Aquello no le gustó nada e insistió en entrar conmigo. Como no podía romperle un brazo, que era lo que me apetecía en realidad, no era mucho lo que podía hacer para impedírselo.

Al ver a tío Stefan tan pequeño en aquella cama, atado a unas máquinas, a un par de goteros, al oxígeno, se me revolvió el estómago. Estaba dormido; parecía más cercano a la muerte de lo que me había parecido la noche anterior en su apartamento.

El doctor Metzinger le sacudió ligeramente del hombro. Él abrió sus cándidos ojos, me reconoció tras unos segundos de perplejidad y resplandeció débilmente.

– ¡Señorita Warshawski! Mi querida jovencita. ¡Qué ganas tenía de verla! Lotty me ha contado cómo me salvó la vida. Venga aquí, ¿eh?, y déjeme darle un beso. No se preocupe de estas dichosas máquinas.

Me arrodillé junto a la cama y le abracé. Metzinger me dijo fríamente que no le tocase; el fin de la bata y la mascarilla era que no hubiese gérmenes. Me puse de pie.

El tío Stefan miró al doctor.

– Vaya, doctor; así es que es usted mi ángel guardián, ¿eh? Me protege de los gérmenes y me hace sanar pronto. Pero tengo que hablar unas palabras en privado con la señorita Warshawski. ¿Le importaría dejarnos?

Evité deliberadamente la mirada de Metzinger cuando salió de bastante mala gana.

– Tiene usted quince minutos. Recuérdelo, señorita Warshawski: no toque al paciente.

– No, doctor Metzinger, no lo haré. -Cuando el doctor cerró la puerta con un ofendido portazo acerqué una silla a la cama.

– Tío Stefan…, quiero decir, señor Herschel; siento muchísimo haberle mezclado en esto. Lotty está furiosa y no la culpo. Fue algo insensato. Me pegaría a mí misma.

La picara mueca que le hizo parecerse a Lotty apareció.

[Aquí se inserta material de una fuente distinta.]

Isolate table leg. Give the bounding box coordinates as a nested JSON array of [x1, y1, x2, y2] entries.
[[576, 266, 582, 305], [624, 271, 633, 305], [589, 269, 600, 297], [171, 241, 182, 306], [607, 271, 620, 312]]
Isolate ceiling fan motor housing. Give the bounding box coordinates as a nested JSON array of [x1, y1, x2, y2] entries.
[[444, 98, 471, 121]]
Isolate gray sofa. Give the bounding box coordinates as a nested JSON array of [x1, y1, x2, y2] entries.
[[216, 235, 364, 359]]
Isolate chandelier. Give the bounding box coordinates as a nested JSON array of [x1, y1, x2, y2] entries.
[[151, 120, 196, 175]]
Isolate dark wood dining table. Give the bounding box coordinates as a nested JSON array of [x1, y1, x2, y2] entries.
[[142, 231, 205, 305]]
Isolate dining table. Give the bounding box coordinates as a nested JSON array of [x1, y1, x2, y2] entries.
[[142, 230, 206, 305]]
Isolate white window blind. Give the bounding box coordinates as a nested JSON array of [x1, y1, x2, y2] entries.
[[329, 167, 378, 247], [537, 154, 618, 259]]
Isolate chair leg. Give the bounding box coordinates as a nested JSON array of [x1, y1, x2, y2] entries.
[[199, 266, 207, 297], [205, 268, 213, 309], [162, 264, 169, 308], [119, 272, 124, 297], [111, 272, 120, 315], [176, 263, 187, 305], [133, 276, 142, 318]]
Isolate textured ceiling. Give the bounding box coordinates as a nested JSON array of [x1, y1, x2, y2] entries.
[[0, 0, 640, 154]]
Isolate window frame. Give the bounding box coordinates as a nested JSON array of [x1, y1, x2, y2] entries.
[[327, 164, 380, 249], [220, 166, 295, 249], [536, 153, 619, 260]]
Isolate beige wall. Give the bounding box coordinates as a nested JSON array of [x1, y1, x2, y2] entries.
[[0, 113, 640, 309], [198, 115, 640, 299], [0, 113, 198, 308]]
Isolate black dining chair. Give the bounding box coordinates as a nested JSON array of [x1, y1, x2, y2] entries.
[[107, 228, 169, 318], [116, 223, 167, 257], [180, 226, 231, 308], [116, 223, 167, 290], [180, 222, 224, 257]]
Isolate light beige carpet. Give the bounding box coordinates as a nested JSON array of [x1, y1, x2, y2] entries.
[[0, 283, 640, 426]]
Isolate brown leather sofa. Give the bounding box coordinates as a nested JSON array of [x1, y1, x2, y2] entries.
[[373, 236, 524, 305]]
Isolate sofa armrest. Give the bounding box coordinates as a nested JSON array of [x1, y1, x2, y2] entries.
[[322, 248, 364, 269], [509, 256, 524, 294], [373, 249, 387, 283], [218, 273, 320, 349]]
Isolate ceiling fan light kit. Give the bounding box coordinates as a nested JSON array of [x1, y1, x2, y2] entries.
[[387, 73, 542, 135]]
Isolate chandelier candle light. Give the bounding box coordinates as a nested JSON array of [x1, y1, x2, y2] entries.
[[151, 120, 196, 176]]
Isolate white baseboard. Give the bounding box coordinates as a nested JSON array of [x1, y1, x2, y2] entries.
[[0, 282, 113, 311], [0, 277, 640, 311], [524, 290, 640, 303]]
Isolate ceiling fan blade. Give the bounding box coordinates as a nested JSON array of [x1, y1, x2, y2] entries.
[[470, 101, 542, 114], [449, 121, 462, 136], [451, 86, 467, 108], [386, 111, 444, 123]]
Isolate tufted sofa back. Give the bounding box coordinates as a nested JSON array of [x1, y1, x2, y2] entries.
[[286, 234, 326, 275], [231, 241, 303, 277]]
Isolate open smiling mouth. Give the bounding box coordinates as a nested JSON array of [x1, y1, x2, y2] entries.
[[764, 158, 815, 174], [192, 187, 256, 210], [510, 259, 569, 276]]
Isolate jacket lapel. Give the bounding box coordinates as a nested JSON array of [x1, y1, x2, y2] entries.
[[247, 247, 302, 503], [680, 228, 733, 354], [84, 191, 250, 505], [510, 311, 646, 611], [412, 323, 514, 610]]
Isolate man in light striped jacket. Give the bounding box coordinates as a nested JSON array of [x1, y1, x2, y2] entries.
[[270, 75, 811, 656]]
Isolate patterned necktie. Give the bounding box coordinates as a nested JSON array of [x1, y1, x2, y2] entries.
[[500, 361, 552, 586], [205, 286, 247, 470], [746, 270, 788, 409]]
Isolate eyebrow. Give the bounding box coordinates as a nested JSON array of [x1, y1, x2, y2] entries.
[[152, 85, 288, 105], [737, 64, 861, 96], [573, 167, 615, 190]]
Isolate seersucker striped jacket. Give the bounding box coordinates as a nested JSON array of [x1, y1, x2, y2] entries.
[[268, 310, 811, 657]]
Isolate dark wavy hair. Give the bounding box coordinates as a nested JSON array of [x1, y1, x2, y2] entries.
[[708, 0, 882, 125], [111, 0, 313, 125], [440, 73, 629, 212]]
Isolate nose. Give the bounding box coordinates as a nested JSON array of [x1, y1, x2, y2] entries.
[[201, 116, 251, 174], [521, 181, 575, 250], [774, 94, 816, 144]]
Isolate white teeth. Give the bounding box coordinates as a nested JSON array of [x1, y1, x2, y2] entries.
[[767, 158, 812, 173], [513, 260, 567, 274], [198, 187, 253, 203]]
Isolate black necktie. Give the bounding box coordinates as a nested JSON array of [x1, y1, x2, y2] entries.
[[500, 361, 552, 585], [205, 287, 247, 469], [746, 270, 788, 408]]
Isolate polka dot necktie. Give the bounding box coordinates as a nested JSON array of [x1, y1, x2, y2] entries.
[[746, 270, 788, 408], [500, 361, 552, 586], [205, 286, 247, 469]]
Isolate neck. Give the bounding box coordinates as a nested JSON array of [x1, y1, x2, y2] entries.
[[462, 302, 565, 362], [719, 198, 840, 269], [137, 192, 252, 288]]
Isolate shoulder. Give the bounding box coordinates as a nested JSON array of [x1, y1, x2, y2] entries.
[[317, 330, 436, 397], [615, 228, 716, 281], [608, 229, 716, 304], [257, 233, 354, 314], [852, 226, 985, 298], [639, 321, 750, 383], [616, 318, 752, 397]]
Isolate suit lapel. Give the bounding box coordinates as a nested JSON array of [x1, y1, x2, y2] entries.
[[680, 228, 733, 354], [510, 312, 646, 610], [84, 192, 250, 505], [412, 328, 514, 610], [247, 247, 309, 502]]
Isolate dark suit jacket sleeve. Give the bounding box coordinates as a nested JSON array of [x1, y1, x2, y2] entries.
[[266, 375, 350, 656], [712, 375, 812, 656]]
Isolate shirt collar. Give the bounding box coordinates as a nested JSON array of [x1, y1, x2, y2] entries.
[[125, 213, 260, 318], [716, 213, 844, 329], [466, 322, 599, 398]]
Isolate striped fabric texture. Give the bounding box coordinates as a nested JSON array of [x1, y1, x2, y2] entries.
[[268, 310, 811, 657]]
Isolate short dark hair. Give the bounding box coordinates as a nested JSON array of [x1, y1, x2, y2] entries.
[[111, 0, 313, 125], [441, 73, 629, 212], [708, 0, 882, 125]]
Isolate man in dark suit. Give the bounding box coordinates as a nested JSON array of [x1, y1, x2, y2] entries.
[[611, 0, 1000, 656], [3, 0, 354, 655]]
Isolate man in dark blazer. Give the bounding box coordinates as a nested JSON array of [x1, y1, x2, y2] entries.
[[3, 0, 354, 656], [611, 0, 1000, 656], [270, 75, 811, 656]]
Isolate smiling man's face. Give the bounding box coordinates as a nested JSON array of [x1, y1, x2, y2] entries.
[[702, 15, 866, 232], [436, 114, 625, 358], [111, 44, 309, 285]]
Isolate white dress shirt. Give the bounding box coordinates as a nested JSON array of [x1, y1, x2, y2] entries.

– Por favor, llámeme tío Stefan. Me gusta. Y no se pegue, que es usted muy bonita, querida nueva sobrina… Victoria, ¿no es así? Ya le dije desde el principio que no me asusta la muerte. Y no estoy asustado. Me proporcionó usted una hermosa aventura, cosa de la que no me arrepiento. No esté triste ni enfadada. Pero tenga cuidado. Por eso quería verla. El hombre que me atacó es muy, muy peligroso.

– ¿Qué ocurrió? No vi su anuncio hasta ayer por la tarde. Yo he tenido una semana de locos. Pero ¿hizo usted un certificado falso?

Cloqueó débilmente.

– Sí, uno estupendo, la verdad. De IBM. Una compañía sólida. Unas mil acciones por participación. Así que el miércoles pasado la terminé. O lo terminé. Lo siento, me falla un poco el inglés con la herida. -Se detuvo y respiró profundamente durante un minuto. Deseaba poder cogerle la mano. Seguramente, un pequeño contacto le haría más bien que todo aquel aislamiento y esterilización.

Sus párpados finos como el papel se abrieron de nuevo.

– Luego llamé a un tipo que conozco. Creo que será mejor que no sepa quién es, querida sobrina. Y él llamó a otro tipo, etc., etc. Y el miércoles, una semana más tarde, recibo una llamada. Hay alguien interesado. Un comprador que vendrá el jueves por la tarde. Me apresuro a poner el anuncio en el periódico.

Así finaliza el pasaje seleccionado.